Si j’ai écrit cet article, c’est avant tout pour me libérer d’un poids. Je ne veux pas que vous pensiez que j’ai les réponses. J’en ai certaines. Mais je suis comme vous tous. Certaines fois, je me sens nulle, inutile et parfois totalement démunie. D’autre fois, au contraire, je sais que je maîtrise quelque chose, et je me lance à fond.

A vrai dire, je ne suis ni plus ni moins qu’un petit pion de l’Education Nationale. Je fais ce que je peux, comme vous. Nous faisons tous au mieux.
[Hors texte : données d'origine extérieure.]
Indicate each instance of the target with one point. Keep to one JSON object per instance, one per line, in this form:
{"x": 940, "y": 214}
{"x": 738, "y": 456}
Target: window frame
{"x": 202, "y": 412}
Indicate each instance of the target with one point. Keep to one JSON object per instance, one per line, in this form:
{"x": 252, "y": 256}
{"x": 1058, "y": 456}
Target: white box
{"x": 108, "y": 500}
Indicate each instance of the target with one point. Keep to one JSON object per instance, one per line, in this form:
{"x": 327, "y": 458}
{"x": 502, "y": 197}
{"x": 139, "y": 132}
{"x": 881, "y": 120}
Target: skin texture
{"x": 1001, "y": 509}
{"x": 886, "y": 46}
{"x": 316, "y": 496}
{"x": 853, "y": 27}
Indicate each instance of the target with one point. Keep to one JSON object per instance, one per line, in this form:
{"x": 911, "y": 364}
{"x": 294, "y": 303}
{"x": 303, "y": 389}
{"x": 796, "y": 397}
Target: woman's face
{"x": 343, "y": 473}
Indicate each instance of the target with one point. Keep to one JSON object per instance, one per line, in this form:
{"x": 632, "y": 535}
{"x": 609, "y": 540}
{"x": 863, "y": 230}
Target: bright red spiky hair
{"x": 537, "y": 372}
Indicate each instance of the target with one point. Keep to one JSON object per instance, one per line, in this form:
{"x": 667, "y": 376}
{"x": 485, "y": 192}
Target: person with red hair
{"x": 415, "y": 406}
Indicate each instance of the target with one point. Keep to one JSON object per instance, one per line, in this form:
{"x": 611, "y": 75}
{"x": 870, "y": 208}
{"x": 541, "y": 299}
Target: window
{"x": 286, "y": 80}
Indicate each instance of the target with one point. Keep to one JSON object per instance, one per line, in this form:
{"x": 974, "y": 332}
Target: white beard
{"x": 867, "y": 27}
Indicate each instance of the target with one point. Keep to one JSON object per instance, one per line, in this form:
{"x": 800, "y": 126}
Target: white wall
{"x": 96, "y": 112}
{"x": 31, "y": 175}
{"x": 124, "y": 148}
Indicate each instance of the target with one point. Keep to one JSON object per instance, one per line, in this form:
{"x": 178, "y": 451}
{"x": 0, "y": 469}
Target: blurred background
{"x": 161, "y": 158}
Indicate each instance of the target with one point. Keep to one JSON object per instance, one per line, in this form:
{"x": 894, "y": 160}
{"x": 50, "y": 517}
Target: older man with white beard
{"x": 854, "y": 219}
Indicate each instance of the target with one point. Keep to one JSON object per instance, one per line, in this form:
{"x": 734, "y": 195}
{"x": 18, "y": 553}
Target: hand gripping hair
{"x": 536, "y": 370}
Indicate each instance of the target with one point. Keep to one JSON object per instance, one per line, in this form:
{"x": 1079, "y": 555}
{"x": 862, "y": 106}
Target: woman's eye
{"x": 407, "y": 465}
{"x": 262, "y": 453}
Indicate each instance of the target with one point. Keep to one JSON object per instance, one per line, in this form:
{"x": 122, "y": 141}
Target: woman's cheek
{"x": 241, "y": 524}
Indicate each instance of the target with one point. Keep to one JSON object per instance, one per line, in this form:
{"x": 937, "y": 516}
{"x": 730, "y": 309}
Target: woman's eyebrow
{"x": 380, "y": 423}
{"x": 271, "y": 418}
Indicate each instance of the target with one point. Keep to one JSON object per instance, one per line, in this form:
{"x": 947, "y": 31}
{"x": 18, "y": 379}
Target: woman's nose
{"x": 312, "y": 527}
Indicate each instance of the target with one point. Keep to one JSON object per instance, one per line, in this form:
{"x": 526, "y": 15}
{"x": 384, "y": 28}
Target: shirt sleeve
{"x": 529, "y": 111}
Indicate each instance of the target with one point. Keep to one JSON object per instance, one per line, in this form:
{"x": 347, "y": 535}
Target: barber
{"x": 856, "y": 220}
Et moi aussi je vous admire ! Je suis fan des pros de Genially, de tous ceux qui ont des chaînes Youtube avec des capsules topissimes, des profs incroyables qui se sont emparés de la classe virtuelle et font des visios de malades ! Je ne suis rien de tout ça. Mais j’ai mes forces. Et je m’appuie dessus pour lutter contre cette petite voix. En espérant qu’elle ne gagne jamais. Car je crois bien que j’ai ma place. Oui, j’ai ma place ici. Je suis à ma place.

2 commentaires

  • melaniepe.mannino dit :

    C’est justement la fait que tu doutes qui te rend encore plus accessible pour nous parce que malgré ça, tu partages tes idées et tes expériences. Pour les professeurs débutants comme moi (c’est juste ma troisième année), des sites comme le tien sont des mines d’or, pas seulement parce que tu partages ton travail, mais aussi parce que tu partages tout le reste. Et voir des gens comme toi, qui ont de la « bouteille » comme on dit, rassure les débutants (au moins pour mon cas) que se tromper n’est pas grave, que quand une idée ne marche pas, c’est pas grave et on passe à autre chose, que se remettre en question est important dans notre métier. Alors merci pour ton expérience, tes idées, ton travail, mais surtout merci pour ton honnêteté!
    Mélanie.

  • sydneyalias4619 dit :

    Il n’y a pas d’imposture dans le partage, la sincérité et la passion de ton métier. Tu es sincère et courageuse, créative et généreuse. Tes doutes sont une preuve d’humilité qui, à elle seule, me suffit. En présentiel ou en distanciel, nous avons tous et toutes besoin d’un repère pour échanger et partager des connaissances. Tu es un repère, un  » Bundle » d’idées, un « password » et un formidable « flapbook » que j’aime lire. Il n’est pas question d’imposture mais d’amour de ton métier, d’échanges instructifs et de transmission de tes expériences qui sont la quintessence de l’enseignement.